Cependant, lui et le commandant du CENEC à l’époque ayant le même intérêt ; il était évident, qu’il y a eu des connexions pour éliminer le père de la révolution. « Lui voulait la fin de la révolution, et Blaise voulait le pouvoir » a soutenu le témoin. Les dés étant jetés, c’est comment l’assassiné qui était le problème. Selon l’officier gendarme à la retraite, au regard de comment Thomas Sankara était perçu par les Burkinabè, ses bourreaux s’avaient qu’ils ne pouvaient pas l’arrêter pour le mettre en prison ; « la population ne l’aurait pas accepté », a-t-il indiqué. « Il est évident que son assassinat était la seule issue » a affirmé le témoin.

Thomas Sankara ne cache rien à Blaise Compaoré

Pour Ousséni Compaoré donc, le coup d’Etat du 15 octobre, n’était pas un acte fortuit perpétré par des éléments isolés comme certains ont voulu le faire croire. Il estime qu’il a été minutieusement préparé, et que Thomas Sankara était au courant. Dans ses explications, le fonctionnaire des Nations unies à la retraite, souligne que le N°1 du CNR, avait dit à son N°2 qu’il était au courant de ses plans avec les chefs d’Etats étrangers. Ce dernier si on s’en tient à ses dires, l’a appelé pour savoir si c’était lui qui a mis Thomas Sankara au parfum de cette information ; et il a répondu par l’affirmatif. « La communication avec Blaise s’est arrêtée là » a soutenu le témoin. Pour toujours montrer que le coup a été soigneusement préparé, il rappelle que dans la foulée de l’assassinat de Thomas Sankara, des officiers militaires qui lui étaient fidèles, ont été aussi assassinés. Certains l’ont été quelques jours plus tard a-t-il souligné.

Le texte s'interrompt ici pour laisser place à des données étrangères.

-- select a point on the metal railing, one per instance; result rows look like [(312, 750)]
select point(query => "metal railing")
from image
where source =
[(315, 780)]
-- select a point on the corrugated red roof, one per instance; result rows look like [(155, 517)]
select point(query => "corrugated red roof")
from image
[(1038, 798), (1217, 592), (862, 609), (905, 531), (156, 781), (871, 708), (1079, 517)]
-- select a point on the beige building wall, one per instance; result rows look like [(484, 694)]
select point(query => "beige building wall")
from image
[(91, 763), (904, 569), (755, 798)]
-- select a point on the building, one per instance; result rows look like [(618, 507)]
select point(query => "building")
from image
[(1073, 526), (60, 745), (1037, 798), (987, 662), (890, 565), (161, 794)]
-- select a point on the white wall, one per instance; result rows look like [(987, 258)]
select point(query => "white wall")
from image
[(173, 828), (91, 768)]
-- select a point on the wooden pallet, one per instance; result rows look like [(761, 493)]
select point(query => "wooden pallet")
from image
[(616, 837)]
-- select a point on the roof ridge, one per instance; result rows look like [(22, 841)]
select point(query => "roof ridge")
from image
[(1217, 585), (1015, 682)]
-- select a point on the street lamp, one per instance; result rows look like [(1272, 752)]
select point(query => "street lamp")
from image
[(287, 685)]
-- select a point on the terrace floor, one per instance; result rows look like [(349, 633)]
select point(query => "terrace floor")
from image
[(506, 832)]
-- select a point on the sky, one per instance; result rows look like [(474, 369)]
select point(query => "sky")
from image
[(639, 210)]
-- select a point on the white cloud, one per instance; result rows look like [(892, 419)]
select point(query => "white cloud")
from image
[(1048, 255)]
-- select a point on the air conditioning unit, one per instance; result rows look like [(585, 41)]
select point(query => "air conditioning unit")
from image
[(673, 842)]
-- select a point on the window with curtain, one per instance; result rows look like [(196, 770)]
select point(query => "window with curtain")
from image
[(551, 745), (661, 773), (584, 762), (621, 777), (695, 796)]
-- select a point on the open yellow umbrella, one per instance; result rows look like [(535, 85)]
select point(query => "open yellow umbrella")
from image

Un autre point relevé par l’ex-commandant de la gendarmerie, est un témoignage que lui a fait Thomas Sankara. Il raconte que celui-ci, alors qu’il s’apprêtait à voyager, rangeait ses documents. A la question de savoir pourquoi ? Il lui répond, que plusieurs fois en son absence, Blaise Compaoré prétextant des audiences, vient fouiller dans ses documents. Un autre rappelle fait par le témoin est que le coup a été perpétré par des éléments d’un même corps qui était sous le commandement de Blaise Compaoré.

Qui a trahi Thomas Sankara ? A cette interrogation de l’avocat des parties civiles, Me Gui Hervé Kam, Ousséni Compaoré pense que c’est l’un des gardes rapprochés du président qui l’a trahi. Il affirme l’avoir appris de l’aide de camp de ce dernier, le lieutenant Etienne Zongo.

Quel était le rôle de la France dans les évènements ?

Depuis le début du procès, le rôle de la France dans le coup d’Etat est revenu à plusieurs reprises ; notamment avec la table des écoutes. Ousséni Compaoré assure que c’est en détention qu’il a appris via les informations que des français se sont rendus à la gendarmerie pour inspecter la table d’écoute. Cela n’est pas normal que des agents étrangers viennent fouiller des documents du Burkina a indiqué le témoin. Son analyse est que ces derniers sont intéressés par la politique du Burkina. « Des français qui viennent fouiller dans les documents de l’Etat burkinabè, est un aveu de l’ingérence de l’Etat français dans la politique du Burkina », a-t-il conclu. Concernant les documents déclassifiés par l’Etat français, qui ont été mis à la disposition de la Chambre qui juge, il pense que la France n’a transmis que des documents qui ne lui sont pas préjudiciables.